Not worth itFirst of all, the madman aggressor notion ignores the fact that we maintain the most powerful military force on the peninsula. It also frames the issue as one centering on a leader’s irrationality. Whatever the faults of the Pyongyang regime, it’s not hard to see why they want a credible nuclear deterrent. It’s actually a relatively sane response to the threat of attack from a superpower that (1) destroyed them once in the 1950s and (2) is a constant menacing presence, running mock invasions and leadership decapitation exercises several times a year. Second, the China “card” is irrelevant – North Korea’s disagreement is with us, not China. That’s why they’re building an ICBM. They want what they’ve always wanted – a non-aggression guarantee from us, which is what China and Russia have called for – along with restraint from Pyongyang – after their recent summit.

Finally, the “we tried it” claim is false.
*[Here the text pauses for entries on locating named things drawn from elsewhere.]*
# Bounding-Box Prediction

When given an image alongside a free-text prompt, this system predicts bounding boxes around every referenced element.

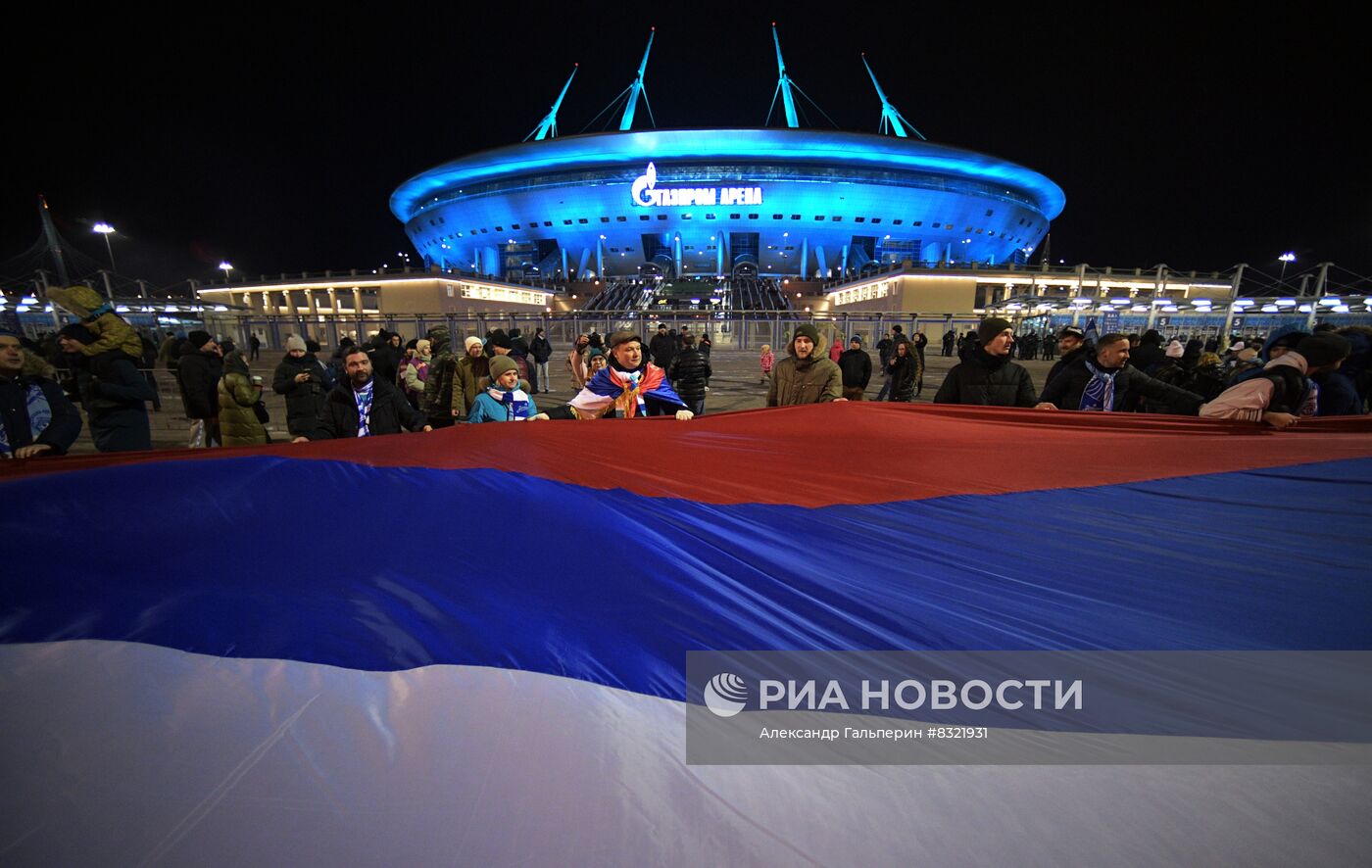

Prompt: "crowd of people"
[0,294,1372,458]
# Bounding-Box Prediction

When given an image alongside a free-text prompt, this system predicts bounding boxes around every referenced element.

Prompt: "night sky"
[8,4,1372,285]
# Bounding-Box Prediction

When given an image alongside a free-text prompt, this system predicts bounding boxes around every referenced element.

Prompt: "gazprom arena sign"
[630,164,762,209]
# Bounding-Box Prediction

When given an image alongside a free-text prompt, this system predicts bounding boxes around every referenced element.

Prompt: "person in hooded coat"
[767,322,844,408]
[219,350,271,446]
[271,335,333,437]
[58,325,152,453]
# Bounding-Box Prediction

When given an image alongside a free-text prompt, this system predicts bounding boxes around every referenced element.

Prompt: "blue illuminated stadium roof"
[391,129,1066,222]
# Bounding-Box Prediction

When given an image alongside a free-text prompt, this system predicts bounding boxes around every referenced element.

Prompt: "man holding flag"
[549,330,696,421]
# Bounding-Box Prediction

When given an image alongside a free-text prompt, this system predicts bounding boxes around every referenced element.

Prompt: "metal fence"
[207,312,980,351]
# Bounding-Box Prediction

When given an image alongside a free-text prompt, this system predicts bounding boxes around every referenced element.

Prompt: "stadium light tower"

We reneged on the 1994 nuclear deal, which involved our providing the North Koreans with a light-water nuclear reactor – something Clinton and the GOP Congress never followed through on. The 2000 election debacle stopped the Clinton foreign policy team from working out a non-aggression agreement with Kim Jong Il at the last minute, then two years later North Korea was added to the “Axis of Evil” by the Bush II administration, placing a big red bull’s eye on their flank. That pretty much guaranteed the continuation of their nuclear weapons program.

We are experiencing the bitter outcome of consistently bad policy implemented by both major political parties. Such a longstanding consensus implies that there may be some merit to the suggestion made by Chomsky and others that the continuing Korean conflict serves our grander imperial vision by preventing the ultimate economic integration of northeast Asia. If China, Japan, and Korea lessened tensions and formed a cooperative arrangement of sorts, it would be a formidable economic rival to U.S. hegemony, to be sure.

The downside risks of this kind of brinkmanship are too great. There’s one way out of this disaster: talk to Pyongyang. This is no longer an ideological dispute as it was framed in the 1950s (North Korea is a model for no one). This is about safety and survival for everyone on the Korean peninsula, and that needs to be the guiding star for our Korea policy moving forward.